E achou que, uma vez dados os primeiros passos, era melhor não hesitar e voltar. Ia
dar muito na cara que desviava daquele caminho apenas para evitá-lo. Respirou fundo,
franziu o cenho e foi em frente.
Ella sempre via aquele sujeitinho vulgar por ali,
geralmente cercado de mais uns três tipos semelhantes a ele. Já o havia visto
também algumas vezes conversando sobre negócios com seu ex-marido (que raramente
aparecia). E pelo fato de vê-los às vezes conversando, Ella se sentia constrangida a cumprimentar aquele ser tosco e estulto sempre
que não havia como evitá-lo. Cumprimentava-o sempre com apenas um gélido movimento de cabeça, justamente pra não lhe dar espaço pra dizer nada.
Ora, o que Ella poderia esperar ouvir de um sujeitinho daquele?
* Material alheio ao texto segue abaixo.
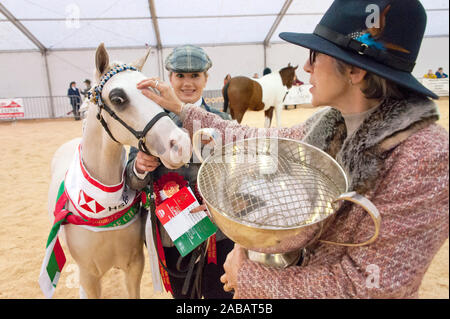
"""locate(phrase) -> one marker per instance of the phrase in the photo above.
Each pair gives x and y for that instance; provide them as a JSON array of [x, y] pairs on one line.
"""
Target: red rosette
[[170, 184]]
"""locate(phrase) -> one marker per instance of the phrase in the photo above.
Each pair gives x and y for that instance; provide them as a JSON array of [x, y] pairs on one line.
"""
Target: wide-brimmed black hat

Ao vê-la passar, o malandro de quinta, com ar de quem quer
puxar um papinho, adiantou-se e lhe perguntou: ─ o namorado não quis vir hoje? Ella bufou
diante de tal atrevimento. Ficou puta da vida, ao ponto de não conseguir
disfarçar o constrangimento que sentiu. Com um olhar sério e furtivo, não respondeu. Deu apenas um sorrisinho amarelo e sem graça. E continuou em frente, indignada, pensando:
“não é que esse beiçudo barrigudo teve a pachola de me fazer uma pergunta
dessa?”
A sorte dele foi que Ella
era educada. O sorrisinho glacial, seguido de um ar de desprezo,
disse tudo, mas certamente Ella desejou ser suficientemente grosseira para, soltando
fogo pelas ventas, lhe perguntar:
─ Por que o senhor acha que seria minimamente razoável me
fazer uma pergunta tão invasiva? Que relevância tem para você e/ou para a
humanidade se meu namorado quis ou não quis vir hoje? Quando é que lhe dei
espaço para o senhor se dirigir a mim, assim? Ah... faça-me o favor! A você, lobo mau com cara de bobo mau,
caberia apenas me observar passar, ou, no máximo, respeitosamente me cumprimentar com um brevíssimo aceno de cabeça. E mais nada! Vá lamber esses beições pra lá
e comer sua vovozinha ─ seu babaca ordinário! ou melhor: vá lamber sabão! como
dizia a minha avó!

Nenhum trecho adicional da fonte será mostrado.